Researchers have achieved macroscopic levitated rotors spinning freely for ten hours at room temperature, a milestone that significantly surpasses the coherence times of quantum rotors to date. This advance relies on suspending micrometric objects using optical and magnetic fields, minimizing friction and enabling the study of quantum mechanics in larger-scale systems. The ability to maintain rotation for such extended periods opens new avenues for exploring quantum phenomena in objects approaching the macroscopic world, an area where decoherence is usually a formidable obstacle.
The experiment uses highly oriented pyrolytic graphite (HOPG) rotors 300 µm in diameter, levitated in a partial vacuum of 10⁻⁶ mbar. Rotation is initiated by a laser and maintained in an environment where residual friction is drastically reduced.
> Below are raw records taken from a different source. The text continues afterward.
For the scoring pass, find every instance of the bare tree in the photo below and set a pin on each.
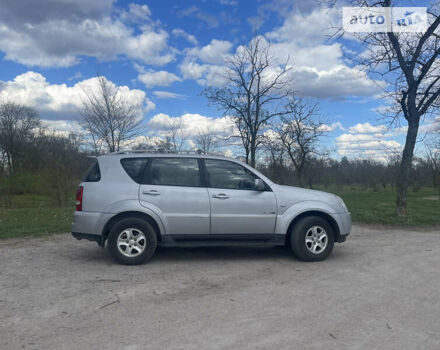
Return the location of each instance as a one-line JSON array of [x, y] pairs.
[[108, 117], [254, 93], [408, 62], [300, 132], [18, 124], [433, 159]]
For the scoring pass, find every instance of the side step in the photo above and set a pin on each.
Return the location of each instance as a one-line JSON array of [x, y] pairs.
[[226, 240]]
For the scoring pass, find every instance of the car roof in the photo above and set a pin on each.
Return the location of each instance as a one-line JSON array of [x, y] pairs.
[[173, 154]]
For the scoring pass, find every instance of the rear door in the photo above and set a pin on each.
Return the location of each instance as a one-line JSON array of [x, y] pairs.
[[175, 186], [236, 206]]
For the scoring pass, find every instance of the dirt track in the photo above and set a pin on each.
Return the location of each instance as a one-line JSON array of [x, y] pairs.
[[380, 289]]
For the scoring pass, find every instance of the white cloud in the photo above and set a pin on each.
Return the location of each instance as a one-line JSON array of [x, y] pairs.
[[167, 94], [319, 69], [204, 74], [62, 127], [367, 128], [67, 32], [193, 124], [59, 101], [215, 52], [377, 146], [181, 33], [332, 127], [160, 78], [206, 64]]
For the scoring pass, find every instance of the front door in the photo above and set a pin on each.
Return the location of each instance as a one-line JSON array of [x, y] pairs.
[[236, 206], [174, 186]]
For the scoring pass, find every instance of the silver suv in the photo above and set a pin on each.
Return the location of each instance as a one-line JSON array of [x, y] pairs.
[[139, 200]]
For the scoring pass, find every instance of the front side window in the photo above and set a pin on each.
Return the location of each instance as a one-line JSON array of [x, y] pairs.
[[174, 172], [229, 175]]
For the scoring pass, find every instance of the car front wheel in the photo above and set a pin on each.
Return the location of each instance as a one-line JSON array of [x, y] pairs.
[[312, 239]]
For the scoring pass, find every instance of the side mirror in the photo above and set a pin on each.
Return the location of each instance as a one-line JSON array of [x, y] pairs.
[[259, 185]]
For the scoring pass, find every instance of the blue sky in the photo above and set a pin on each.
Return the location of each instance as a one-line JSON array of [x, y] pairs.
[[163, 53]]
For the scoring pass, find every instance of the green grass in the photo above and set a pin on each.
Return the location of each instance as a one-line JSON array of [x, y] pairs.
[[373, 207], [38, 215], [33, 215]]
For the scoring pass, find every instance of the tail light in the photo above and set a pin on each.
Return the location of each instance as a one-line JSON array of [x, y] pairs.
[[79, 193]]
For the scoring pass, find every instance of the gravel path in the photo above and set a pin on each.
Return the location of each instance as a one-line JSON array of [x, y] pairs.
[[379, 290]]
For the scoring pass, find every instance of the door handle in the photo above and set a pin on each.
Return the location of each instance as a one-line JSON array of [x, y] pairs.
[[151, 193], [220, 196]]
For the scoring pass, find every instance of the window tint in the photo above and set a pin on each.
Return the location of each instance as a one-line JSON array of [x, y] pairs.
[[134, 167], [93, 173], [175, 172], [229, 175]]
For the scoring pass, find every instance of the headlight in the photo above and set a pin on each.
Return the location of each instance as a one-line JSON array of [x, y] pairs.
[[341, 202]]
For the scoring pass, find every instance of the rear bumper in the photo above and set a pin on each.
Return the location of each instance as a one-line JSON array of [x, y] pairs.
[[90, 237], [344, 223]]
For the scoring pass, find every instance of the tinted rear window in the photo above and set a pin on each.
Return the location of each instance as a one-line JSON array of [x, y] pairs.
[[94, 173], [134, 167], [175, 172]]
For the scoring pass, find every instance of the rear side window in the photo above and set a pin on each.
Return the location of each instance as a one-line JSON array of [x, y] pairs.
[[174, 172], [229, 175], [134, 167], [94, 173]]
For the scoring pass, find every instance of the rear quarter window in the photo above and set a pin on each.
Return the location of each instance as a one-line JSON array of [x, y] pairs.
[[93, 173], [134, 167]]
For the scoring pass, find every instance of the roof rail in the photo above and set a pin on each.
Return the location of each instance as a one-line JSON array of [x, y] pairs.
[[166, 151]]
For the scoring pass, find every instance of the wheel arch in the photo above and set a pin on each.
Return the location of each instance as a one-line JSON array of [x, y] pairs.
[[318, 213], [131, 214]]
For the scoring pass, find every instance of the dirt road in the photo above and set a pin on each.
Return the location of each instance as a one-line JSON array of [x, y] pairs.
[[380, 289]]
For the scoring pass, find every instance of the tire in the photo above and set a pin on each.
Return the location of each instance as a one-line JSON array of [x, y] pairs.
[[132, 241], [320, 239]]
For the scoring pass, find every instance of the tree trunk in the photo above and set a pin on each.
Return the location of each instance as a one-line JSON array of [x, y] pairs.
[[405, 166], [253, 153]]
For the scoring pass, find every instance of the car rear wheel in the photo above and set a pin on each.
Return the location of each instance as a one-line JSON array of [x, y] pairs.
[[132, 241], [312, 239]]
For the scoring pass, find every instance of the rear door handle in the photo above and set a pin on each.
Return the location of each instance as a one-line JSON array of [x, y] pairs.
[[151, 193], [220, 196]]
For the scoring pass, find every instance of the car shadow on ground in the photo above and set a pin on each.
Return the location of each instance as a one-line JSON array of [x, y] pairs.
[[176, 254]]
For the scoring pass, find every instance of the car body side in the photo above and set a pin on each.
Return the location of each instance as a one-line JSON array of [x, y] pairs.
[[102, 205]]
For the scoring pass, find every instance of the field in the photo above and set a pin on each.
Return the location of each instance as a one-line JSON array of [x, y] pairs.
[[38, 215]]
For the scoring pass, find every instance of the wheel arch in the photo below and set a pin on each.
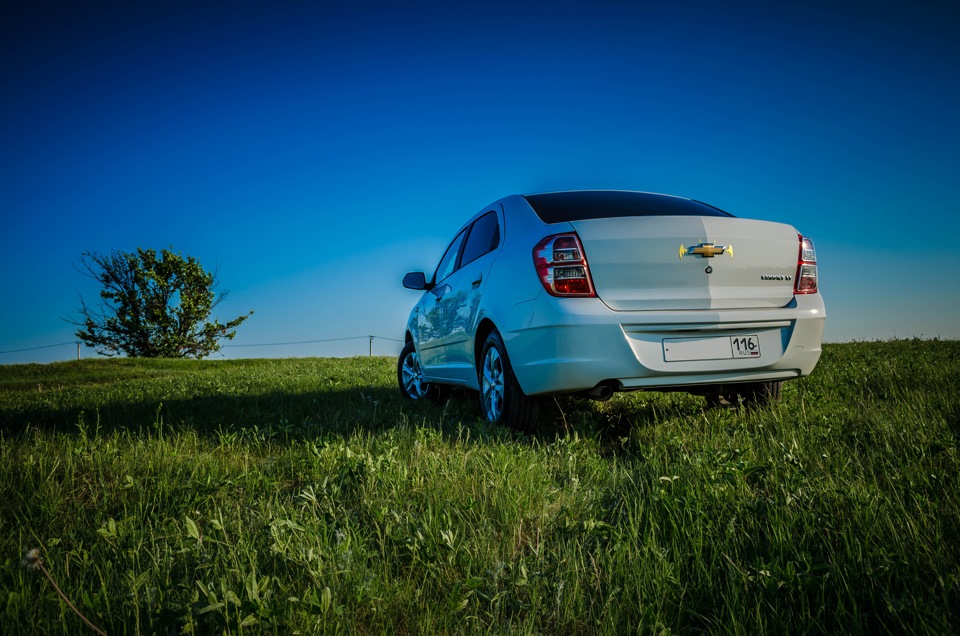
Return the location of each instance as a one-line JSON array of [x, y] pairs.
[[484, 329]]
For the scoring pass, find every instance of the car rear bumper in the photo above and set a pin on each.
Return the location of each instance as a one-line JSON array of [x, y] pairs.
[[571, 345]]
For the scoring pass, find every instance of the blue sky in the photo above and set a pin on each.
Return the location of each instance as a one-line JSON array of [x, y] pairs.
[[314, 152]]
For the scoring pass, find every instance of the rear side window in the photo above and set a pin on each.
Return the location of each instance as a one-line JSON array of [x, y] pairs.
[[484, 238], [560, 207]]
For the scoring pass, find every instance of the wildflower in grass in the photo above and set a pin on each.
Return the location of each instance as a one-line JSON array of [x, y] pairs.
[[31, 560]]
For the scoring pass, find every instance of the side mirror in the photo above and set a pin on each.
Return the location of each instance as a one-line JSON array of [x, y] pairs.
[[416, 281]]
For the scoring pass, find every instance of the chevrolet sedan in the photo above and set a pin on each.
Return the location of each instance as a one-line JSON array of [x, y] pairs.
[[596, 292]]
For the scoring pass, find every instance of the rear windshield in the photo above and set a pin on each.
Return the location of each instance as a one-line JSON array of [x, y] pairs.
[[560, 207]]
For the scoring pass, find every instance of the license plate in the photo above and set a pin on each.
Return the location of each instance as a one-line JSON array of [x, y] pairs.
[[716, 348]]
The key to success lies in the combination of optical and magnetic levitation, which allows for almost perfect isolation from the environment, preventing energy losses due to air resistance or mechanical supports. This precise control over the rotor is essential for observing its long-term behavior and for future quantum manipulations.
This achievement is crucial for the development of ultra-precise sensors and for exploring the boundary between quantum and classical mechanics. The ability to maintain coherence in macroscopic systems for such a long time could lead to the creation of more sensitive quantum gyroscopes or to the experimental verification of quantum gravity theories that predict effects on massive objects. Furthermore, it opens the door to investigating decoherence in complex systems, a fundamental step for quantum computing and metrology.